Today, they have over 10 million subscribers, generated more than $200 million in revenue in 2012 and they aren't done yet!  Their user statistics reveal that 90% of subscribers are women, down from 95% female users, last year.  Men, what are you doing?  Get with it!  They started the company with their own funds (less than $100K) and ran a very lean operation until launch.  They were profitable within their first year but still needed additional funding to grow and scale to where they are today.  They currently have over 500 employees and still operate out of three separate offices, in San Francisco, Los Angeles and New York - with each office handling different, defined aspects of the business.  However, they pride themselves on the fact that no one in the company has an assistant and are keen on maintaining control over their calendars, meetings and workload.   

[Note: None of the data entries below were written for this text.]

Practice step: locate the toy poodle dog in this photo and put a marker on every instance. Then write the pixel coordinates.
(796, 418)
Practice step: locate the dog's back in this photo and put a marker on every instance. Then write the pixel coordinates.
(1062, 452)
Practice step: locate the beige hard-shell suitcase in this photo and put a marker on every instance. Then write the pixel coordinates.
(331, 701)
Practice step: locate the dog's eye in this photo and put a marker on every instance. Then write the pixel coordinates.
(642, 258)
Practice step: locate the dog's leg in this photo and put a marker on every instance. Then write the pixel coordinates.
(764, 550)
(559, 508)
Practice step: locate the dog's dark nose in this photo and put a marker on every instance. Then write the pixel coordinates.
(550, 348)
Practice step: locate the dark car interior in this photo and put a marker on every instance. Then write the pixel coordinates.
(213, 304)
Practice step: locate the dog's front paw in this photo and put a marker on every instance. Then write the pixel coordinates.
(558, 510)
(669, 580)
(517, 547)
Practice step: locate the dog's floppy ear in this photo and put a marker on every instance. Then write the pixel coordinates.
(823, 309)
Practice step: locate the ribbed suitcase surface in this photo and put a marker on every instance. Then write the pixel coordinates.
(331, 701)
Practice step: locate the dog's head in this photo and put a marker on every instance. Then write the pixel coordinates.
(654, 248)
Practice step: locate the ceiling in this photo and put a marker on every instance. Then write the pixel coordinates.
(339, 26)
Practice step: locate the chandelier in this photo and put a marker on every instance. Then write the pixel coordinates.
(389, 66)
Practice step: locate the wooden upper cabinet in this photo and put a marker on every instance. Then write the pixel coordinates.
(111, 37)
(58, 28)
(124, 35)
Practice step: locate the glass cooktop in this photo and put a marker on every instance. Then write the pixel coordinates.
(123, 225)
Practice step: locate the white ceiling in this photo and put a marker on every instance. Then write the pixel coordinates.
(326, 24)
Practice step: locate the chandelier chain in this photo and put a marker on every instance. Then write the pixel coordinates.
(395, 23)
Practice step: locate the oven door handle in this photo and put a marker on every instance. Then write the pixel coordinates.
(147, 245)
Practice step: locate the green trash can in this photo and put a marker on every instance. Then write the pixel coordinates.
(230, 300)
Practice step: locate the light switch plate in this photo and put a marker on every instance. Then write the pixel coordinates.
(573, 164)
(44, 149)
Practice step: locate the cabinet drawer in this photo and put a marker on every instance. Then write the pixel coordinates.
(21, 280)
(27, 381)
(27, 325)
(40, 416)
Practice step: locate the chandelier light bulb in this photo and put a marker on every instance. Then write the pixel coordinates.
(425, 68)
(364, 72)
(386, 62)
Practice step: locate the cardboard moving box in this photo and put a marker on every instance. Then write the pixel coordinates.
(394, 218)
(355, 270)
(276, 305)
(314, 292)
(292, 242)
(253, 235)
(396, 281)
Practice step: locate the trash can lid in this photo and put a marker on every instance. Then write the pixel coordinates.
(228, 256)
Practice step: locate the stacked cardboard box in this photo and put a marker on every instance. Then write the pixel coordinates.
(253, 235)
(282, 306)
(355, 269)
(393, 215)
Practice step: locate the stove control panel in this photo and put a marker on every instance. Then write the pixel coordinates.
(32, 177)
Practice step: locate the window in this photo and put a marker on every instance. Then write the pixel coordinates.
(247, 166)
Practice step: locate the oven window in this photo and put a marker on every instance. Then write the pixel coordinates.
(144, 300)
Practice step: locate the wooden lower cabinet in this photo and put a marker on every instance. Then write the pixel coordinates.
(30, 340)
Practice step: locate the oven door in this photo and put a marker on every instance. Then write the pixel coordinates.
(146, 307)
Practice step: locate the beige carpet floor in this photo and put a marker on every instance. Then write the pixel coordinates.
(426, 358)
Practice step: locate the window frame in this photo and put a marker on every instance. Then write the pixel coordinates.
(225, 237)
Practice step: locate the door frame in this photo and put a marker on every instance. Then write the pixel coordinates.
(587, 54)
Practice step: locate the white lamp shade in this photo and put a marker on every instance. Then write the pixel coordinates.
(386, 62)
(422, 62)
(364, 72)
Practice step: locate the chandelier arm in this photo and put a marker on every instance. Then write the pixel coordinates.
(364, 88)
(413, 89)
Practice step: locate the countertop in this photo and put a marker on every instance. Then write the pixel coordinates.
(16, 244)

They are currently in the throes of launching and promoting their new site, Hunters Alley, a peer-to-peer online marketplace where anyone can buy or sell vintage, pre-owned home and lifestyle goods (WHICH..... Keeley Kraft has been featured on in the past ;).  And, are constantly trying to expand their company offerings to grow their business and brand in new and exciting ways.

And now, for all of you budding entrepreneurs, here is some of the parting advice Susan gave at the end of her interview:

  • Focus on your mission.  It's easy to be tempted to try and provide everything to everyone but you will have better success if you keep your eye on your mission and unique proposition.
  • Keep your site simple.  If it's too complicated your customers will not invest the time.
  • Fail fast.
  • Hiring good people is KEY.
  • Always be at the forefront of innovation.  Copycats will pop up and you don't want them eating your lunch!
  • Great photos can make a great difference
  • Seek funding before you need it.
My hardly discernible proof that I was there.

My hardly discernible proof that I was there.

Lots of information I just threw at you, I know, but I always find it interesting to hear how companies that we engage with everyday, went from being nothing to something huge and how, so I wanted to share with you all as well!  Hopefully you are as inspired as I was!